Cheteshwar Pujara's unbeaten 132 eventually took the visitors to 273, with England closing on 6-0, 21 runs behind.
For Moeen, it was a continuation of the good form that saw him score a double century and take eight wickets for Worcestershire against Yorkshire in the County Championship last week.
"I went back to Worcestershire and cleared my mind," said the 31-year-old.
"You have to put things into perspective. Australia is always a difficult place for foreign spinners, no matter who they are."
Moeen is no stranger to success in Southampton. Four years ago, he took eight wickets on this ground against the same opponents.

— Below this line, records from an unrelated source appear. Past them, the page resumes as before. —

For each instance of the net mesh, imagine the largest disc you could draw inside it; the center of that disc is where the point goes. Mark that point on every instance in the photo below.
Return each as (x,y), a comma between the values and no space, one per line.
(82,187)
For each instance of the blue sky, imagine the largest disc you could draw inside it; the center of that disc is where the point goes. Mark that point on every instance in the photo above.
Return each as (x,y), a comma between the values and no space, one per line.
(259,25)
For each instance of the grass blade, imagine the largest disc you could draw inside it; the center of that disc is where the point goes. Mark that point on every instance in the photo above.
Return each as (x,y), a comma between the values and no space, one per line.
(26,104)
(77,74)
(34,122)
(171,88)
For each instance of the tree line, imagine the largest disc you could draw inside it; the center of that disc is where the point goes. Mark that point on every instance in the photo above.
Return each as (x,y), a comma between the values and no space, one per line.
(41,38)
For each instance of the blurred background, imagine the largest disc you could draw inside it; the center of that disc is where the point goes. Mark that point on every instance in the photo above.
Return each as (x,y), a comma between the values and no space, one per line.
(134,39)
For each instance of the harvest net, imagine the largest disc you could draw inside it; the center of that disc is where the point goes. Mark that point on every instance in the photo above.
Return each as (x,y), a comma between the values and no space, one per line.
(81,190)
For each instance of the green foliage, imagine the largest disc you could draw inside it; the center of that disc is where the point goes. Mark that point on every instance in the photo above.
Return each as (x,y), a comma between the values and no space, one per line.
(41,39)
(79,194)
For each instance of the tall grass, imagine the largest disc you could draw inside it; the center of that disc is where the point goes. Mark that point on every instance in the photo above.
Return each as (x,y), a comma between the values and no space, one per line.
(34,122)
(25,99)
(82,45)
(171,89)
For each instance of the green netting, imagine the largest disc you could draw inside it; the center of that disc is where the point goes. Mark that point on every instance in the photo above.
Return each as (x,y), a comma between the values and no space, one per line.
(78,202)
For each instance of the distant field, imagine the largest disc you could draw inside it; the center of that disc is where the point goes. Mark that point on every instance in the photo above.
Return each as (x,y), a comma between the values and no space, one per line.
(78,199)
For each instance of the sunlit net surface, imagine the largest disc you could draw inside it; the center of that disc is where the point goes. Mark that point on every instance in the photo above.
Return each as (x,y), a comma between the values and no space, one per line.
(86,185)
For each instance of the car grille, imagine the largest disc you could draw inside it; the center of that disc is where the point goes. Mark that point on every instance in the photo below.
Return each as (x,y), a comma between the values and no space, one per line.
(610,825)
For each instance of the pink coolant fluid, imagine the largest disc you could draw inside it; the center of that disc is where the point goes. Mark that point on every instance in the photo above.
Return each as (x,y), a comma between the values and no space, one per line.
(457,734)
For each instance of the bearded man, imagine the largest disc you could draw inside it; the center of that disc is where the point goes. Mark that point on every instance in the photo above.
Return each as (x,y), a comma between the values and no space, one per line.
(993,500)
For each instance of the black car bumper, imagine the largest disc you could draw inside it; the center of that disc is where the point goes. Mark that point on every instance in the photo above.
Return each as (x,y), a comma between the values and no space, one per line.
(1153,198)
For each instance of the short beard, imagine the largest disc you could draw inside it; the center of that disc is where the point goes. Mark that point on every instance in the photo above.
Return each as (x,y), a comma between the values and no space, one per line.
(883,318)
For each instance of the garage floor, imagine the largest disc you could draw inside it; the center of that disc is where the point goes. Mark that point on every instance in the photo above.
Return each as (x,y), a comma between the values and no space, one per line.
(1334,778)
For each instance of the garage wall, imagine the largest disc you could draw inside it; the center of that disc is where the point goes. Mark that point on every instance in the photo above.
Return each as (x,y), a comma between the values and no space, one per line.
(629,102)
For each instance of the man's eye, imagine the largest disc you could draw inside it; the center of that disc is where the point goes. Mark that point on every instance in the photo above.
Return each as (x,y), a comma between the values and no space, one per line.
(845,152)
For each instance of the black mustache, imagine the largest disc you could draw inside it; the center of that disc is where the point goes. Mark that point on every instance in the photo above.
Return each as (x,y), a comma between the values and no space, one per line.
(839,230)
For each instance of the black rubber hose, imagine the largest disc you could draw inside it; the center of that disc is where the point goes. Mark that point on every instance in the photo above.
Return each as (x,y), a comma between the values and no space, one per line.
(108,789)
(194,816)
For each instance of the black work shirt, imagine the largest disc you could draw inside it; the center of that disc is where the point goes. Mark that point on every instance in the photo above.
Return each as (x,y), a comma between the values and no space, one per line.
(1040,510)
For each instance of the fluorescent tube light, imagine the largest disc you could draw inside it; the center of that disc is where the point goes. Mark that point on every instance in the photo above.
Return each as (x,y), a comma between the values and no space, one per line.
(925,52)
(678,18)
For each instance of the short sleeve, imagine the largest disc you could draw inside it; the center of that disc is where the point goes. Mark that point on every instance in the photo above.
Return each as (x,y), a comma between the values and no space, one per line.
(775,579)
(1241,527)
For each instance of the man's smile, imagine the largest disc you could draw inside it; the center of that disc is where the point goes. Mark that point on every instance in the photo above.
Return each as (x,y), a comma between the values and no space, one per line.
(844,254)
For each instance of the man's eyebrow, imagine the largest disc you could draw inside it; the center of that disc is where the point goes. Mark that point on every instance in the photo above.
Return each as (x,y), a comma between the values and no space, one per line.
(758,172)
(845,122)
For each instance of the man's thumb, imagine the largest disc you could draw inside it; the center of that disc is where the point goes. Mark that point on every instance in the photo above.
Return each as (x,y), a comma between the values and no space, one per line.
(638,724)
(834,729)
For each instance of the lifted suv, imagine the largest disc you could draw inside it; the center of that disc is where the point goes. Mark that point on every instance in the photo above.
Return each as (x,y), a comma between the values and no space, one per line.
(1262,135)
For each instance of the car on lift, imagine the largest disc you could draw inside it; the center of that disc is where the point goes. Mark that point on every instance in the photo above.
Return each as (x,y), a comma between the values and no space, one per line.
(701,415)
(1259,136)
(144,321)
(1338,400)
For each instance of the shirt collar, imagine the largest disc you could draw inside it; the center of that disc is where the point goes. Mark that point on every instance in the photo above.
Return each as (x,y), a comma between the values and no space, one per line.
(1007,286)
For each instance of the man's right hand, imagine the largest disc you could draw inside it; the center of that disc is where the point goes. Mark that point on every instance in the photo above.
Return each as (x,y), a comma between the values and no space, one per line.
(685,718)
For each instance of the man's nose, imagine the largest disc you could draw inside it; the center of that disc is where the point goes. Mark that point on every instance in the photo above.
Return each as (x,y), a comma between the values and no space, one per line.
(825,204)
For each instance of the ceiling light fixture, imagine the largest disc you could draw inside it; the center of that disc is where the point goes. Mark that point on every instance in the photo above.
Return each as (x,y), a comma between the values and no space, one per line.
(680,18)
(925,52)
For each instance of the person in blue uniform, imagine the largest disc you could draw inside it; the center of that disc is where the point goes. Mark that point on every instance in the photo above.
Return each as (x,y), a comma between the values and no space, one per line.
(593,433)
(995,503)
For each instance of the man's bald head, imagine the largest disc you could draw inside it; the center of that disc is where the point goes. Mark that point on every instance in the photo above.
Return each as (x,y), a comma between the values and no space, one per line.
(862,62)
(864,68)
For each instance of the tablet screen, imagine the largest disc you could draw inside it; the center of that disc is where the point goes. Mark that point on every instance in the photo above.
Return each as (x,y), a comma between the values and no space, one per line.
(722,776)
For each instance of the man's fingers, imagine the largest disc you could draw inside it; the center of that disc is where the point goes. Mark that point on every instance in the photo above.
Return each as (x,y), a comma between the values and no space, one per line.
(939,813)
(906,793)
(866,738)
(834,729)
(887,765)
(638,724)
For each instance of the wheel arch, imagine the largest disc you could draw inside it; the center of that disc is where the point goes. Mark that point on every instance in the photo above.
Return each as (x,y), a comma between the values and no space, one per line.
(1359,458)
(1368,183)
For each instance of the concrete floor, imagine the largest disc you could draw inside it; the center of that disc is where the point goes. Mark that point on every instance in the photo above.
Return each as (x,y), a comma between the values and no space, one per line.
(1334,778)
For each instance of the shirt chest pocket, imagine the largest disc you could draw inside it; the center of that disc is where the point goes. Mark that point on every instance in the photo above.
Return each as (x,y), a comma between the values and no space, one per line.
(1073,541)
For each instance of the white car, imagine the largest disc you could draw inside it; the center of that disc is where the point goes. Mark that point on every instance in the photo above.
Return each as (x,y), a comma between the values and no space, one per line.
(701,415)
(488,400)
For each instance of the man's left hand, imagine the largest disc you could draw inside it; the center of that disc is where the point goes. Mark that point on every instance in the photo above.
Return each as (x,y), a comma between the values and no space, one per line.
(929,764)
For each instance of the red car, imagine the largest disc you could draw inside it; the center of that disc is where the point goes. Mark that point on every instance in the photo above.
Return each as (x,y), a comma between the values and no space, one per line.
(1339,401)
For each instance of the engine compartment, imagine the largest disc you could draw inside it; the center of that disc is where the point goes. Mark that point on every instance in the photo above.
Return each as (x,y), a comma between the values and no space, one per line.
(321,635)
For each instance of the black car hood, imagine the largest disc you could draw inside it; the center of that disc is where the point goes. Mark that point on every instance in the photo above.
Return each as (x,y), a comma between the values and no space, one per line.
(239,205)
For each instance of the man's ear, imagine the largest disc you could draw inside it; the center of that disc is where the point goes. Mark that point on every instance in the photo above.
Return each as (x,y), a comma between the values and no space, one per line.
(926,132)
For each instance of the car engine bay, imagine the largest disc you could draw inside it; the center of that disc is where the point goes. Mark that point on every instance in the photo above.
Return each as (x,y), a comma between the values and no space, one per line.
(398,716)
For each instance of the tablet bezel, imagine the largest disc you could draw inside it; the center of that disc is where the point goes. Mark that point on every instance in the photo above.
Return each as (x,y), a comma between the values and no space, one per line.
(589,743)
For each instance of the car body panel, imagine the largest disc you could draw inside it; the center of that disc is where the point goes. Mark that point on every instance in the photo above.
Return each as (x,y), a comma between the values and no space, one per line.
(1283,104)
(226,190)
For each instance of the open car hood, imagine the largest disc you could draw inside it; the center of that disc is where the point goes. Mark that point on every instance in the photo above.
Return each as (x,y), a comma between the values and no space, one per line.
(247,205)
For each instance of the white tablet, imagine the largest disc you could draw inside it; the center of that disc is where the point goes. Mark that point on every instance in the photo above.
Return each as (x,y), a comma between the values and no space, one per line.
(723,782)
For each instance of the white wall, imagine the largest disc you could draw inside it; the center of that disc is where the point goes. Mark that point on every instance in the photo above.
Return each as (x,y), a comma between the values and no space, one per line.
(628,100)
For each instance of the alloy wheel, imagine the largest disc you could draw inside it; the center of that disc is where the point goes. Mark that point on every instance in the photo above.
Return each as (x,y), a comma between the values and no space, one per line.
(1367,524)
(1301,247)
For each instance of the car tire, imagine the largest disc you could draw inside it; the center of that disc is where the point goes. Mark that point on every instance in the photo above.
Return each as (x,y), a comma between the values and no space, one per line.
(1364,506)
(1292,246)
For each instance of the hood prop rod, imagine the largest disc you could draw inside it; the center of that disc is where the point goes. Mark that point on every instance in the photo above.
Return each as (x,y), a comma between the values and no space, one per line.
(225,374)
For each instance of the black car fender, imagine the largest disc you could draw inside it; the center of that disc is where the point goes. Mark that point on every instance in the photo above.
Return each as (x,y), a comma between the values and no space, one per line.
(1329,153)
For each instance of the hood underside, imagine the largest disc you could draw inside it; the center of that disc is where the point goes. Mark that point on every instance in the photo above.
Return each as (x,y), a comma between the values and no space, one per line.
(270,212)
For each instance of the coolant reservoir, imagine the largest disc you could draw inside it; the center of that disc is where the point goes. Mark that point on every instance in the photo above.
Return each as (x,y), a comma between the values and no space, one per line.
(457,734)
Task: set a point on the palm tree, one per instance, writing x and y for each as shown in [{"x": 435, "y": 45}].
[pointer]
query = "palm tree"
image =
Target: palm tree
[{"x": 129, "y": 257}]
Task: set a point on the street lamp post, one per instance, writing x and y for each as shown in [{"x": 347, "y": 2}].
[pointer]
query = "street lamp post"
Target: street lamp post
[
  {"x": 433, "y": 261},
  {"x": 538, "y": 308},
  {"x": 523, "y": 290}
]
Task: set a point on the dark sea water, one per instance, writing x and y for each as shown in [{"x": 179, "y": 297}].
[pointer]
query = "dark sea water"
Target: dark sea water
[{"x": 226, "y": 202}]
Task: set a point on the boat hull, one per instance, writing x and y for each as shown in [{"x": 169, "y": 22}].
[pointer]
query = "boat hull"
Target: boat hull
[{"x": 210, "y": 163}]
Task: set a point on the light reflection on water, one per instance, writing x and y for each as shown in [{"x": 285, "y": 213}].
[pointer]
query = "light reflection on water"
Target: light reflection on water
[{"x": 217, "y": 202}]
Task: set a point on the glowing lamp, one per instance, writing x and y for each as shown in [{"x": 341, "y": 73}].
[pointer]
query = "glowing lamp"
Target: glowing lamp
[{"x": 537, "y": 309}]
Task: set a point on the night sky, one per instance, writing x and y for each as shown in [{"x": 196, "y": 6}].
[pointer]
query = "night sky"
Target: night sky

That performance is indicative of his superior record playing in England compared to abroad. At home, he averages 32.27 with the ball; it is 52.27 away.
"For me, mentally, it was about coming back knowing that I've played India in England before and have done well at home before," he said.
"There's no reason why I can't come back and do that again."
Moeen has joined Adil Rashid in the England side, effectively acting as the second spinner behind the leg-break bowler.
England coach Trevor Bayliss and Moeen himself have both said in the past that he performs better when supporting another slow bowler, a stance Moeen reiterated on Friday.
"I do feel that the role in the side right now is my best role, mainly as a batsman and coming on as a second spinner," he said.
"It gives me more confidence and freedom. I end up playing better. I see my role as a batter who will hopefully come on and take a few wickets."
However, former England spinner Phil Tufnell believes that Moeen is England's best spin-bowling option in home conditions.
"Every time I see him bowl in England, he seems to take wickets," said Tufnell, who took 121 wickets in 42 Tests.
"It doesn't matter what you are, or what your role in the side is - just bowl spin and enjoy it. It doesn't matter if you are the first, second, third or fourth-choice spinner."
Tufnell, however, did acknowledge Moeen's contrasting fortunes away from home and suggested one way he can improve when playing abroad.
"His pace and trajectory for English conditions is spot on," said the former left-armer. "It's a little flatter, a little quicker.
"When you go away and the ball doesn't turn and bounce as much, Moeen needs an 'up-and-over' delivery, which someone like Nathan Lyon bowls in Australia.
"That means more flight, getting the ball to kick and bounce off the surface."